On Wednesday, the Oregon state legislature joined the ranks of states preparing for the worst by passing the Reproductive Health Equity Act. If signed by the very pro-woman Gov. Kate Brown, the bill will enshrine the right to abortion care in state law, a first for Oregon. It also requires insurers in the state to cover contraception, vasectomies, prenatal and postpartum care, abortion care, screenings for reproductive cancers and STIs, and counseling for survivors of domestic violence. All would be completely covered at no cost to patients, even if the ACA were repealed, with some federally mandated exceptions for churches and religious groups.

The legislation will close several loopholes that don’t get as much airtime in conversations about reproductive health coverage but nevertheless prevent tens of thousands of women from getting necessary care. More than 18,600 Oregon women of reproductive age are covered by insurance plans that were “grandfathered” into the ACA with existing cost-sharing setups that force women to pay out of pocket for contraception and preventive care. More than 43,000 Oregon women of reproductive age have high-deductible plans that place abortion care out of reach. About 48,000 women can’t buy insurance on the state health-care exchange and can’t qualify for Medicaid because of their citizenship status. Transgender and gender-nonconforming people can be denied coverage for reproductive health care that’s only approved for certain genders or filed under “women’s” health care. Under the new bill, Oregonians who fall into one or more of these categories will have affordable or no-cost access to essential reproductive health services. The $10 million bill will dedicate nearly $500,000 over two years to reproductive health care, including abortion coverage, for immigrants ineligible for Medicaid alone.

As I’ve written before, codifying the protections of Roe v. Wade into state law doesn’t do much. If the Supreme Court overturns Roe, abortion care won’t immediately become illegal—Congress and state legislatures will just be allowed to ban abortions. If that happens, and Oregon’s state government is in the hands of anti-choice Republicans, they could merely repeal the state’s abortion-rights law. If Congress passed a law banning abortion, it would supercede Oregon’s law anyway.

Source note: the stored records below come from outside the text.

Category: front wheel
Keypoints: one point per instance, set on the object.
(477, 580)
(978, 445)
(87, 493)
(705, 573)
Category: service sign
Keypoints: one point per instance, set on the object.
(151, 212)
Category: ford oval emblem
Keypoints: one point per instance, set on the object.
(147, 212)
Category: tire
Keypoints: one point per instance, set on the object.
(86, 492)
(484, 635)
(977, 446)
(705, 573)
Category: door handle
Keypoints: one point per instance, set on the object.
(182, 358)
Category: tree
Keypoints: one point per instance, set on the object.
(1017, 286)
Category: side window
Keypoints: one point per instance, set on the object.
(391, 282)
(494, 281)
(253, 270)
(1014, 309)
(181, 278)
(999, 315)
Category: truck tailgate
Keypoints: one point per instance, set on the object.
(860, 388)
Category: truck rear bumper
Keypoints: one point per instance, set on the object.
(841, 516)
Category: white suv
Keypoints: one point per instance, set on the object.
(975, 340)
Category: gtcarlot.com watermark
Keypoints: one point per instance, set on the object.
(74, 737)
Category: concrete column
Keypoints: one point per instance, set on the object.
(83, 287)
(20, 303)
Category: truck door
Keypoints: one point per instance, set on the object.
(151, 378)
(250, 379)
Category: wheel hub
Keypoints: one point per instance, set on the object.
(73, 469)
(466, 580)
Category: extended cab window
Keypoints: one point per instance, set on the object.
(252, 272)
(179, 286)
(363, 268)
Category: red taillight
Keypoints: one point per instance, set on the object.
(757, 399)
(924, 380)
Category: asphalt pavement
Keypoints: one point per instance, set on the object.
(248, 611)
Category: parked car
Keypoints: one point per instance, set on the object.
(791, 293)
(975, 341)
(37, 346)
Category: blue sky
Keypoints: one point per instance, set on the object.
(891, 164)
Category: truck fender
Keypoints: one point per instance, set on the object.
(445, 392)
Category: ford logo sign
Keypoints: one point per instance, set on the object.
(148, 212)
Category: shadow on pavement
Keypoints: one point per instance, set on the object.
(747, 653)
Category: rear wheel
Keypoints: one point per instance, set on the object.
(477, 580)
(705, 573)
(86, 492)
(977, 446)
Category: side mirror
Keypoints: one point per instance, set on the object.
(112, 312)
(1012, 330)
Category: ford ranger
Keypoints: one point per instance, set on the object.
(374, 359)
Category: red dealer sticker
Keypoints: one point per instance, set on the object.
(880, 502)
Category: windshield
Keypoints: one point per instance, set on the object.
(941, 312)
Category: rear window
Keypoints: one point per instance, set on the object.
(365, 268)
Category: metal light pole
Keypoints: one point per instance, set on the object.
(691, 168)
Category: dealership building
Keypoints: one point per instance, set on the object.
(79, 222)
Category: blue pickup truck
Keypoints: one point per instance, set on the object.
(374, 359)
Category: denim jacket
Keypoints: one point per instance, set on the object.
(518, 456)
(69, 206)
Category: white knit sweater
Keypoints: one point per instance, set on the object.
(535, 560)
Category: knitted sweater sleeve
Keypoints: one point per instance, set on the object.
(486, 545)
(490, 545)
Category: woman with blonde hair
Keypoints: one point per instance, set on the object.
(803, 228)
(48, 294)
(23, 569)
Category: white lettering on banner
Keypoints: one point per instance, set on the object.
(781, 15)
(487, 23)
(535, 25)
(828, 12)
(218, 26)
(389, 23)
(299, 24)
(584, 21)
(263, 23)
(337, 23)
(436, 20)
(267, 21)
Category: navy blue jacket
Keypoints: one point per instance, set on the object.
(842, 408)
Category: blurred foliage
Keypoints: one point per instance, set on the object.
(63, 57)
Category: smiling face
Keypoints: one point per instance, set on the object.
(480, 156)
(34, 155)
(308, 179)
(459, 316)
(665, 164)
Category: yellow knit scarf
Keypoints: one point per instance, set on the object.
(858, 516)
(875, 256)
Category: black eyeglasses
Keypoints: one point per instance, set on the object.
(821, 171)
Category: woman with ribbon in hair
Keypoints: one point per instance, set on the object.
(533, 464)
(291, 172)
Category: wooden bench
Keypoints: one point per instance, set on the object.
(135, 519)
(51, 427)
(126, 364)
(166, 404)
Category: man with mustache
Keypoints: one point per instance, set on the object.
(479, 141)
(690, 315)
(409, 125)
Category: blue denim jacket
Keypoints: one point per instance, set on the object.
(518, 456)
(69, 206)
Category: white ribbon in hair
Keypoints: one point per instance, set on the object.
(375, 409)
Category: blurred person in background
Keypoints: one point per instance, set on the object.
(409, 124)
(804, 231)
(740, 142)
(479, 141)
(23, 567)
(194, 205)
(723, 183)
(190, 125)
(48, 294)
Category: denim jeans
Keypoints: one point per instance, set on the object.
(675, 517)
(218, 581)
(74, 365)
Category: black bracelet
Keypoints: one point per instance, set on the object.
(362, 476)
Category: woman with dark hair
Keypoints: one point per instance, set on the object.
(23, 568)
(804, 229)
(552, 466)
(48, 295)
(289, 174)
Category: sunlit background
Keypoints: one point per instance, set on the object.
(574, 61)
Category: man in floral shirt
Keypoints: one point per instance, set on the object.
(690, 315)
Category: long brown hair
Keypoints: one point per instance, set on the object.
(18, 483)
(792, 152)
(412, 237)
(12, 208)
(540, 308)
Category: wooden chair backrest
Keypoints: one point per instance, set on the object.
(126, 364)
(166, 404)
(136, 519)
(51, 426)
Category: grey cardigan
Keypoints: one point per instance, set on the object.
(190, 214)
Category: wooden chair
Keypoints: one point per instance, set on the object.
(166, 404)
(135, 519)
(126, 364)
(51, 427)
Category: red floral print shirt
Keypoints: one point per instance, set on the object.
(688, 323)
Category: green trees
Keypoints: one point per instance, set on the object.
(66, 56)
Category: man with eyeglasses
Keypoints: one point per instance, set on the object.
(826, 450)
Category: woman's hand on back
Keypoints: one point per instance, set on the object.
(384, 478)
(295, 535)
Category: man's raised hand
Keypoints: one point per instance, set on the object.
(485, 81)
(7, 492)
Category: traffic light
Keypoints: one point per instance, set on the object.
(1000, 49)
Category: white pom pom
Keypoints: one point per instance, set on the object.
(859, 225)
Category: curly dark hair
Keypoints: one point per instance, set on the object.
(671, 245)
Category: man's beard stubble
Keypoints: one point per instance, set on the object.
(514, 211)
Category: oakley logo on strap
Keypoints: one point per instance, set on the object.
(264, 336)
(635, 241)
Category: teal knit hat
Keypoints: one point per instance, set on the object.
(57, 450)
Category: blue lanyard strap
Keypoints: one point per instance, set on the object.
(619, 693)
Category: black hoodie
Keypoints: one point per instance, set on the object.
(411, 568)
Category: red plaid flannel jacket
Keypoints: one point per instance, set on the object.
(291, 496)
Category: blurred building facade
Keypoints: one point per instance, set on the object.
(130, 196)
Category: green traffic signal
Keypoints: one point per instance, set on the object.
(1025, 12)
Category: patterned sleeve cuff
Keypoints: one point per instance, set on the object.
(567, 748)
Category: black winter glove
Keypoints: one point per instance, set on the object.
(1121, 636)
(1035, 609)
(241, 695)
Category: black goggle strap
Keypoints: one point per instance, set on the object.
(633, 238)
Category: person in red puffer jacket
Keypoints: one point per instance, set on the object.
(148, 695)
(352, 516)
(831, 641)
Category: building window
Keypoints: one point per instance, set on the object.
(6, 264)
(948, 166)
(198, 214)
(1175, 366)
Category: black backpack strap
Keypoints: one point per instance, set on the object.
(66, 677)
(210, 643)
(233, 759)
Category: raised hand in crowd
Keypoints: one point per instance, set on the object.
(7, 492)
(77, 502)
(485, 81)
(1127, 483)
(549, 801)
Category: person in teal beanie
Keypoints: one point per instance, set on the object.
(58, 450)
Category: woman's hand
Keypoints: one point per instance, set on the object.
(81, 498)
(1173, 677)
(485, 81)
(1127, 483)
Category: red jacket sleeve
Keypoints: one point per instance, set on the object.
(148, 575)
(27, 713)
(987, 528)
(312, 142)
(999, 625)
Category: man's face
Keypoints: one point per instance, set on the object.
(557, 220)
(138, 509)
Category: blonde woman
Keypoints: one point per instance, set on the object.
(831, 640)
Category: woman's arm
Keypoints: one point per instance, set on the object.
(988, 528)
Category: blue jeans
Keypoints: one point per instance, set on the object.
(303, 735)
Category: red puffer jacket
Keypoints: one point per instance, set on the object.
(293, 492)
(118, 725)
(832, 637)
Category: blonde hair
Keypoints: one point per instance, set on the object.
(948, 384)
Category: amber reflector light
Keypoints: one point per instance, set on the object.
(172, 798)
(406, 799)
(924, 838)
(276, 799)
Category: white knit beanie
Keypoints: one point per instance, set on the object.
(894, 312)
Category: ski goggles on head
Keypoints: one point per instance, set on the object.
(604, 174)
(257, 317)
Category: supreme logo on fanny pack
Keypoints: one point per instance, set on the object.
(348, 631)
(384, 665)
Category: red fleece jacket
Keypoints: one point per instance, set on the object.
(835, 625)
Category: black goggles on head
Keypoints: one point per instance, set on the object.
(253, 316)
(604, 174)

But as a symbolic statement of a commitment to reproductive rights, the pro-Roe provision of Oregon’s Reproductive Health Equity Act is strong. Elsewhere in the U.S., anti-abortion advocates are challenging women’s very right to information about abortion. Earlier this year, the Texas Senate passed a bill that would allow doctors to lie to a pregnant patient if they believed she would consider abortion if she found out her fetus had a severe disability or abnormality. In Illinois, crisis pregnancy centers (CPCs) are currently fighting a law that required medical providers to tell patients all their pregnancy-related options, including termination. Giving patients their full slate of care options is standard procedure in medical practice, but the anti-abortion organizations challenging the law in court claim it impinges on their right to free speech. They also say it violates federal protections for health-care providers who think abortion and contraception are wrong.

This argument—an echo of the protests CPCs in California launched when the state passed a similar law in 2015—illuminates the dishonesty of anti-abortion narratives that peg women as helpless victims of a money-grubbing abortion industry. If women can’t trust their doctors to help them identify and find the care they need, who can they trust? (A better question: Why would a person with moral objections to certain health-care procedures enter that field of patient care?) A state law asserting the right to abortion may not make any immediate material difference in access to care. But amid so many other creeping offensives on women’s rights, a positive stance—as opposed to Roe’s double-negative, you-can’t-say-we-can’t protection—is a happy change of pace.